Profesionalidad
Tropiezo al azar, por esa insana costumbre de encender de vez en cuando un aparato especializado en vomitar materia fecal, con el relajado y sonriente rostro de uno de mis actores favoritos. Se llama José Bono y se supone que le están entrevistando, buscando los entresijos de su complicado pensamiento y de su torrencial humanidad. Pero el interrogatorio que le hace la complacida Lorena Berdún es dulce, con el tono laudatorio de las hagiografías pactadas, del arrullo propiciando el entrañable monólogo del invitado.
Disfruto aún más del arte escénico de Bono cuando algún iluso intenta en vano y patéticamente ser inquisitorial con él, acorralarle, desmontar su insuperable populismo, que muestre sus preferencias por el blanco o por el negro, lanzar concienciado ácido sulfúrico contra la imagen del político al que ama el pueblo llano, los católicos y los agnósticos, la gente de bien de las dos Españas. También prefiero al enérgico presidente del Congreso lanzando bíblico fuego contra los republicanos sin modales que, utilizando un homenaje a los represaliados del franquismo, se atreven, los muy felones, a exhibir una bandera republicana, a cuestionar a estas alturas la sagrada legalidad democrática de esa monarquía divina que vela por la felicidad colectiva de los españoles.
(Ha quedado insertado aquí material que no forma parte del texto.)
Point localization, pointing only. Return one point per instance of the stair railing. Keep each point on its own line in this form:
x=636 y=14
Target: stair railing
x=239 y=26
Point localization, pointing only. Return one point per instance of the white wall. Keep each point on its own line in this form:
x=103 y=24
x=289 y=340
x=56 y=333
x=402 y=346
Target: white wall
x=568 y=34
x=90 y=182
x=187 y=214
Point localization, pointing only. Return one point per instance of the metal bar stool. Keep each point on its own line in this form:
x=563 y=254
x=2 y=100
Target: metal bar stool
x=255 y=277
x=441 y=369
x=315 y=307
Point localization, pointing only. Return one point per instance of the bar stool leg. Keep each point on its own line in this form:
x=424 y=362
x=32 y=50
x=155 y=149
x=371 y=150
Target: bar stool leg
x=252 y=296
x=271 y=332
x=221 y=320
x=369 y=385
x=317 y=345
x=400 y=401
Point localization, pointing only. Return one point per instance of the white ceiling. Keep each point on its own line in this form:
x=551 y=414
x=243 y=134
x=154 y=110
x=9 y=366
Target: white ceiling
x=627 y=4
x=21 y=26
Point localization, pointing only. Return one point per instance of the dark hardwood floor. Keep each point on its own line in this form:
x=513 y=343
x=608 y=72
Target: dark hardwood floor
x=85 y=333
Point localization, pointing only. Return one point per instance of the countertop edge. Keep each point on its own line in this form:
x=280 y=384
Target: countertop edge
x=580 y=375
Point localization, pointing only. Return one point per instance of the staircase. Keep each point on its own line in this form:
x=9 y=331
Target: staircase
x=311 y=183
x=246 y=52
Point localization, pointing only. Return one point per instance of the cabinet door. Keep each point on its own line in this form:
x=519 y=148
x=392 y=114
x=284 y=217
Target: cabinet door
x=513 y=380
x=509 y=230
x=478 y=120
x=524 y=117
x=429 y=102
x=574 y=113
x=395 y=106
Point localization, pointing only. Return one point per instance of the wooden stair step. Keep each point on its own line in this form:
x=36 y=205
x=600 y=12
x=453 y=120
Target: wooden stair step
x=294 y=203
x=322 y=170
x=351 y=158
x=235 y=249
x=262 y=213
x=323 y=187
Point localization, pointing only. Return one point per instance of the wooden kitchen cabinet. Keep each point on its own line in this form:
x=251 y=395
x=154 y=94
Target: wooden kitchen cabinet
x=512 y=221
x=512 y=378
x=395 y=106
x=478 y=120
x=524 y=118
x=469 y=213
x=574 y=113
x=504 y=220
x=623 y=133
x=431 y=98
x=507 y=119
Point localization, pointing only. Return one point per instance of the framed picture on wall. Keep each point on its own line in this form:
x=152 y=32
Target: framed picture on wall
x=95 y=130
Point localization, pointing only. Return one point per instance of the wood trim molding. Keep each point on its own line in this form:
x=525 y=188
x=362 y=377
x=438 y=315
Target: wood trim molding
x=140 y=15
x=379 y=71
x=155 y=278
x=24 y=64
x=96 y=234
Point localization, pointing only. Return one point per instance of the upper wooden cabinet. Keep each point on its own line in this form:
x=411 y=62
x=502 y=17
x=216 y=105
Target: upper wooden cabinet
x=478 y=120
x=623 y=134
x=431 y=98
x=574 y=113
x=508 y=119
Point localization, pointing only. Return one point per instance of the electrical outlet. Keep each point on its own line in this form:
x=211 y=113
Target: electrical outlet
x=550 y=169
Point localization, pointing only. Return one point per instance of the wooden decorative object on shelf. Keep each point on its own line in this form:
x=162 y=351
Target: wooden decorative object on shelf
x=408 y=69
O al colega y aliado más fiable que han tenido nunca Guerra y Zapatero. O al inmisercorde látigo del piadoso Trillo, aquel guerrero épico al que la historia le impuso conquistar Perejil en un glorioso amanecer.
Pero me hace menos gracia el seráfico Bono que sólo cree en la religión del amor, el que potencia el sentido de su existencia adoptando a una desvalida criatura, el que tiene que sonreír en público cuando se siente destrozado por las calumnias, el convencido de que Dios no es de derechas, el progresista que se desvive por los derechos de los homosexuales, los diabéticos y los divorciados. Profesionalidad es usted, hombre de La Mancha.